Ce projet, ce sont les enseignants qui les conçoivent et les portent bien sûr. Mais ce sont encore les élèves qui en parlent le mieux…

 

Des élèves enthousiastes et impliqués dans la situation de classe

 

Léa explique ce qu’elle est en train de faire : « je suis en train de découper la peau de la cuisse de grenouille pour pouvoir trouver le nerf. Ca part de la cuisse jusqu’à la colonne vertébrale. La tablette nous montre les étapes à réaliser, c’est plus compliqué quand les consignes sont seulement sur papier parce qu’on ne peut pas voir toutes les étapes précisément. Là, on a à la fois des images et des textes. » Et Coralie de compléter : « à la fin on doit faire un film de tout ce qu’on a fait et à la fin on devra savoir expliquer ce qu’est un muscle, un nerf, la colonne vertébrale, à quoi ça sert pour comprendre et savoir plus précisément de comprend comment bougent les os, les muscles. »

 

Au basket, Mattéo annonce qu’il regarde les vidéos réalisées pendant le cours de basket et qu’il analyse un plan large, c’est-à-dire un plan où on voit tout le monde en même temps, toute l’équipe, tout l’espace, tout le terrain et toutes les actions. L’exercice peut sembler fastidieux mais c’est avec engagement et avec motivation que les élèves participent : Farès indique qu’il regarde les vidéos pour mieux « observer et dire ce qu’on a réussi ou ce qu’on n’a pas réussi » et Enzo ajoute « pendant qu’on regarde les vidéos, on doit marquer combien de passes ou de tirs, de dribbles on a fait au basket. »

 

Enfin, du côté des dissections de merlan, il s’avère parfois un peu plus compliqué de réaliser le geste précis (un merlan a même perdu son cerveau totalement et définitivement dans l’opération !) mais la motivation est bien là. Mehdi raconte : « on est en train de vérifier les parties osseuses du muscle.

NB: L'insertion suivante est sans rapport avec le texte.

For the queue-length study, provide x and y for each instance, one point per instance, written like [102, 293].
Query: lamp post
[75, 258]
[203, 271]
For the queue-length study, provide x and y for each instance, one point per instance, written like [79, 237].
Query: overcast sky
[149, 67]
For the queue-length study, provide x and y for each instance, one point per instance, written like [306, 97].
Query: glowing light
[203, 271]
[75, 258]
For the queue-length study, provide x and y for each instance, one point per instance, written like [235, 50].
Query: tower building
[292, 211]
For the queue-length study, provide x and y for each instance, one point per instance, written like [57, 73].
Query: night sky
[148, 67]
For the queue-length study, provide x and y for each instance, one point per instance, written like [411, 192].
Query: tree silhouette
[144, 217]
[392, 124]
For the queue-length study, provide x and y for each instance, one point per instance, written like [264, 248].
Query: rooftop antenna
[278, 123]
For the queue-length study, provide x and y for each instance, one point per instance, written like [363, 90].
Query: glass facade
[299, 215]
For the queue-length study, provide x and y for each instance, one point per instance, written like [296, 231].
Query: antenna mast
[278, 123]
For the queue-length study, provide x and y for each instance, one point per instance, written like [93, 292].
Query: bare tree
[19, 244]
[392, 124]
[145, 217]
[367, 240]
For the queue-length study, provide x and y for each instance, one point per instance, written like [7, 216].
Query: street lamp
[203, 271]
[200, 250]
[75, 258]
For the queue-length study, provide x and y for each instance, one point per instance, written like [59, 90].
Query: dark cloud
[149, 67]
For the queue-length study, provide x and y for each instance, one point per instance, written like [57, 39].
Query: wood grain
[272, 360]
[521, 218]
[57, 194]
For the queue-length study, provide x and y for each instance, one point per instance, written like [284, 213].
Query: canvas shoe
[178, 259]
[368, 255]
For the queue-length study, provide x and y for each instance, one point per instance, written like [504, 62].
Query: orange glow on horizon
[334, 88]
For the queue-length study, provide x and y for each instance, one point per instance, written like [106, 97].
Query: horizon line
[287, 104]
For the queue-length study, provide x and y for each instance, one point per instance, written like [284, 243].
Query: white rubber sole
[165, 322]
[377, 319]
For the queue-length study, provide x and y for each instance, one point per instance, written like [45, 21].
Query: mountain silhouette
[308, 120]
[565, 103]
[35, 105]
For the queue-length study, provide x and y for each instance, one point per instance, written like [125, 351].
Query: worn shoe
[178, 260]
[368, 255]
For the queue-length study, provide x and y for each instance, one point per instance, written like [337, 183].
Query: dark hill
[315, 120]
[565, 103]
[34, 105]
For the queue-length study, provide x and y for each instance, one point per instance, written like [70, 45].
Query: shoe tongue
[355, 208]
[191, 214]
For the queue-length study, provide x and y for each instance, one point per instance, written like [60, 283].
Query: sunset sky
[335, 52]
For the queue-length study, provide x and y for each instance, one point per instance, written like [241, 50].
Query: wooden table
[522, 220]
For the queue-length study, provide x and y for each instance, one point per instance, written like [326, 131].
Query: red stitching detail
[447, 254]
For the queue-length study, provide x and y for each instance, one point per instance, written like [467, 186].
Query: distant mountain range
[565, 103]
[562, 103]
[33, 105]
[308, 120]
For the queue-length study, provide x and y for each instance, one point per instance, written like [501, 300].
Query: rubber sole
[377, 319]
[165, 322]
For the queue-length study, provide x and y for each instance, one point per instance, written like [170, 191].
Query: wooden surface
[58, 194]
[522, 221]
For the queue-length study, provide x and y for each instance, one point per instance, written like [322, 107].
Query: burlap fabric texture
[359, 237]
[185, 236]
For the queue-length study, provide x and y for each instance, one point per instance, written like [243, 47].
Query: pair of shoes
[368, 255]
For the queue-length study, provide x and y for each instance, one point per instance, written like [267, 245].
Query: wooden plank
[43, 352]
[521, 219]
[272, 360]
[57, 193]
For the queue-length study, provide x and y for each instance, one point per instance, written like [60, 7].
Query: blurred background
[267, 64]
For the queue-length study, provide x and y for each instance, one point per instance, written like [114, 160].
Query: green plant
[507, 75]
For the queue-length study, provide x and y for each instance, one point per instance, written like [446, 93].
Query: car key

Après on va vérifier les yeux et surtout trouver les nerfs qui relient le cerveau aux yeux.  Ca sert pour le basket : quand l’arbitre va agiter la balle, on va utiliser nos yeux pour voir où va la balle. Le muscle, ca sert pour quand on saute pour attraper la balle. Hocine, lui, est très enthousiaste : « ça me plaît de faire ça parce qu’on peut savoir où se trouvent les muscles. Les muscles servent à sauter pour attraper la balle au basket. J’aime beaucoup faire du basket, et j’aime bien aussi disséquer le poisson, c’est amusant. »

 

Au final, si est vrai que certains peuvent encore se montrer réticents à l’utilisation de tel matériel numérique en classe, prétextant que l’Ecole n’est pas là pour proposer la même chose qu’à la maison ou critiquant les écrans, l’utilisation concrète en classe s’annonce néanmoins souvent de qualité. Il est encore trop tôt pour évaluer sur le long terme l’apport des tablettes sur le niveau des élèves et les progrès quantifiables, les tablettes de Saint-Exupéry montrent qu’elles ont conquis le cœur des collégiens, pour qui, de manière indéniable, motivation et engagement sont réellement perceptibles dans les classes observées.

 

Alexandra Mazzilli

 

Les Netjournées

 

 

 

Par fjarraud , le mardi 22 mars 2016.